A gap is a local time that does not exist because clocks move forward. A repeat is a local time that occurs twice because clocks move back.

Code that accepts local date and time input must define a policy. It can reject invalid times, ask the user to choose, or apply a documented disambiguation rule. Silent conversion is dangerous because it hides a business decision in library behaviour.

Test around transitions for the zones your users use. Do not only test UTC.

Be explicit at system boundaries

Every API, event, database column, and log field should make its date and time meaning clear. Names help.

Use names such as:

  • createdAt for an instant.
  • localDate for a date without time.
  • timeZone for an IANA zone identifier.
  • startsAt for a resolved instant.
  • startsOn for a local date.

Avoid names such as date, time, or timestamp when they do not specify the model.

Use libraries that expose the distinction

Prefer date and time APIs that distinguish exact time, local date, local time, and zoned date time. In JavaScript, the Temporal proposal is designed around separate types for date-only, instant, and zoned date-time use cases. In other ecosystems, choose equivalent types rather than forcing every value through a single timestamp class.

The important rule is conceptual, not language-specific: do not use one type for every temporal value.

Log in UTC, display in the user's context

Operational logs are easiest to correlate when they use UTC instants. User interfaces are easiest to understand when they display dates and times in the user's expected locale and time zone.

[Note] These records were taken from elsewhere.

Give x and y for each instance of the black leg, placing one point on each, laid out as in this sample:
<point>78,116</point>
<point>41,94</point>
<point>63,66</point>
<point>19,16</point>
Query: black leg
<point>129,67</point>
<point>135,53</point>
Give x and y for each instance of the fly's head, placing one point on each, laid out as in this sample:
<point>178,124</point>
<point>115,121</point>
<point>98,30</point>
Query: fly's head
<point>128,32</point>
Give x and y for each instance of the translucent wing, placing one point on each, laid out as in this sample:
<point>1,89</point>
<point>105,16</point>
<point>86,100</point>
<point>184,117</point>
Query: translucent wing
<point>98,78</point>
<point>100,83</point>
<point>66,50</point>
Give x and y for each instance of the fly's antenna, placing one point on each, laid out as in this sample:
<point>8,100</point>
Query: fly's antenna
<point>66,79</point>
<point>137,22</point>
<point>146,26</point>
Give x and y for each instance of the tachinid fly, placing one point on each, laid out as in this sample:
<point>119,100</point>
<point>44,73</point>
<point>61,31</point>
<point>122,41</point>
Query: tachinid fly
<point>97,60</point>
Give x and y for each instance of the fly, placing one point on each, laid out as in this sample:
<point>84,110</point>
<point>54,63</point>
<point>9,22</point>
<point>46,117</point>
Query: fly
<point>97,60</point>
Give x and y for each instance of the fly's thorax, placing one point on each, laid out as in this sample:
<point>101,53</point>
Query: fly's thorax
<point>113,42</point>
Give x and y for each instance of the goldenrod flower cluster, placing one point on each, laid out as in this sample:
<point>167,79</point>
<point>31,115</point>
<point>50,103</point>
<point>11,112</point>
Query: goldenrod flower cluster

Keep the stored value and displayed value separate. Formatting is a presentation step. It should not change the underlying instant.

Test with real edge cases

Add tests for:

  • A normal day.
  • A daylight saving gap.
  • A daylight saving repeat.
  • A leap year date.
  • A date-only value for a user west of UTC.
  • A date-only value for a user east of UTC.
  • Serialisation with an explicit offset.
  • Parsing invalid or offset-less input.

Use named zones, not only fixed offsets. Fixed offsets do not exercise daylight saving rules.

Conclusion

Getting dates right starts with modelling. Store instants for events that happened, keep local dates as dates, store an IANA time zone for future local schedules, and never confuse an offset with a zone. UTC is excellent for instants, but it is not a replacement for local date and time semantics.